37. Mencari Bukti

33 6 4
                                        

"Lo nemu alamat Alisa?!", tanya Kenny dengan wajah was-was.

Kepala Lembayung mengangguk dengan wajah senang. "Udah gue catat. Kebetulan sekretaris di kelas gue sibuk ngedata tadi, jadi gue sekali aja bantuin, abis itu gue tulis alamat rumah Alisa."

Kepala Kenny mengangguk mengerti. "Oke, kita langsung jalan aja?"

Lembayung nampak berpikir. "Aldo sama Koko beneran nggak mau ikut, nih?"

Kenny menggeleng. "Nggak, Yung. Mereka keukeuh sama keputusan mereka."

Tiba-tiba pundak Lembayung merosot turun. Entah sampai kapan Koko dan Aldo bersikeras tak mau membantu. Iya, Lembayung akui mengintai mobil milik ayah Alisa beresiko tinggi bagi mereka. Tapi, jika tak seorangpun berani mengambil langkah besar, barang bukti dan kebenaran sekecil apapun tak akan terungkap, sampai kapanpun.

"Yaudah, kalau mereka nggak mau, mending kita aja. Gue mau  benar-benar ini masalah cepat kelar." Lembayung  berkata dengan wajah serius.

Kenny memperbaiki posisi tas ranselnya. "Ayo kita ke rumah Alisa! Kita naik angkot aja ke sana."

"Okesip."

Keduanya berjalan dan melangkah keluar pagar sekolah. Sempat berpapasan dengan Jovita cs, tapi Lembayung memberi pelototan. Jadilah ketiga gadis yang tak sudi Lembayung sebut sebagai kakak Kelas itu langsung pergi.

***

Lembayung dan Kenny turun dari angkot. Pandangan mereka terlalu pada rumah mewah dengan warna putih gading itu.

"Anjir, rumah Alisa mewah begini...," gumam Kenny tanpa sadar. Lembayung mengangguk mengiyakan. "Iya, lo bener.
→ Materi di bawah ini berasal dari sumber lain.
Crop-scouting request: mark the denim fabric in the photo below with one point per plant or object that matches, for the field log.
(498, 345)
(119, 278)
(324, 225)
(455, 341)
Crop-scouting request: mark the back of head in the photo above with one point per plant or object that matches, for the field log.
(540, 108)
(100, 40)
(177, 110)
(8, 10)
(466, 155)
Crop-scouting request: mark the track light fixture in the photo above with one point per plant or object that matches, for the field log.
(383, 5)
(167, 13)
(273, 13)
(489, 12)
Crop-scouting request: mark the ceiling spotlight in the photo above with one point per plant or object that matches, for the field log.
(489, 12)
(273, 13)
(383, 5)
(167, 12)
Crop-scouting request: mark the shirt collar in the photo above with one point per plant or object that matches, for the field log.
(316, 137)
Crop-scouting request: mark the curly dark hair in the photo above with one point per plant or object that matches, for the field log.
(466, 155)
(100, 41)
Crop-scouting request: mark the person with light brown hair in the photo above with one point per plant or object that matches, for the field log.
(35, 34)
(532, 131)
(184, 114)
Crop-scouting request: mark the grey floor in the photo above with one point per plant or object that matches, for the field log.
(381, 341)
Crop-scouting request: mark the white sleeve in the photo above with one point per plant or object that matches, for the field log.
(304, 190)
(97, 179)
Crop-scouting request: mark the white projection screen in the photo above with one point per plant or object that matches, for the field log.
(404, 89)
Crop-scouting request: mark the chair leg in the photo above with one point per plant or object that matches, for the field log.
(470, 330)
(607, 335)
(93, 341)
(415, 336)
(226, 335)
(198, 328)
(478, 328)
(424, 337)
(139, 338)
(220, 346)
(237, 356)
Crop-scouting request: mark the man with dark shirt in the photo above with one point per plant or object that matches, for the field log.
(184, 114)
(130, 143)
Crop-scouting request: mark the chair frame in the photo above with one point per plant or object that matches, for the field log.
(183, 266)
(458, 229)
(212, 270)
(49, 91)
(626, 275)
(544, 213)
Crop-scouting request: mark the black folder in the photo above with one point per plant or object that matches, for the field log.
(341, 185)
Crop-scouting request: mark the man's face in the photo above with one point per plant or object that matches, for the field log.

Ternyata teman gue kebanyakan anak sultan."

Keduanya kompak menggelengkan kepala. Mereka harus fokus, penyelidikan mereka harus bisa mengantongi walau cuma satu bukti hari ini.

"Kita harus bisa masuk ke parkiran mobil. Tapi pagarnta tinggi dan dijaga satpam." Kenny mengusap dagu. Lembayung juga nampak berpikir. Kini pandangannya mengedar, mencari celah agar ia dan Kenny bisa menyusup masuk.

Senyum gadis itu mengembang seketika. "Kita lewat jalan samping!"

Tanpa berkomentar banyak, Kenny langsung ditarik oleh Lembayung untuk mengikutinya.

Sesampainya disana, Kenny langsung menepuk jidat. "Ya Allah, Yung! Ini celahnya kecil banget. Gue mana bisa masuk, badan gede begini!", keluh Kenny.

Lembayung mendengus. "Set dah, bisa kok bisa! Ntar gue bantuin!"

Sempat ragu pada awalnya, tapi ujung-ujungnya Kenny tetap setuju saja dengan kata Lembayung. "Kalau nanti gue nyangkut, gue botakin pala lo," ancam pemuda itu.

"Iya, iya! Buru!"

Kenny masuk lebih dulu. Lalu disusul Lembayung. Mereka bisa menghembuskan napas lega, celah itu bahkan tak sekecil penglihatan mereka.

Dengan langkah perlahan, kedua remaja itu lalu menuju tempat parkir mobil rumah Alisa yang sangat luas itu.

Keduanya berusaha melakukan segalanya sehati-hati mungkin, jangan sampai mereka ketahuan.

"Wagelaseh, ini mobil bejibun gini! Gue sampai pusing mau cari mobil yang mana," gerutu Kenny dengan wajah mupeng.

"Anju, yang warna hitam!", kesal Lembayung, Kenny hanya terkekeh.

Keduanya berusaha tetap sabar mencari mobil hitam yang Lembayung maksud. Hingga mereka berhenti, sebab mobil hitam itu sudah mereka lihat.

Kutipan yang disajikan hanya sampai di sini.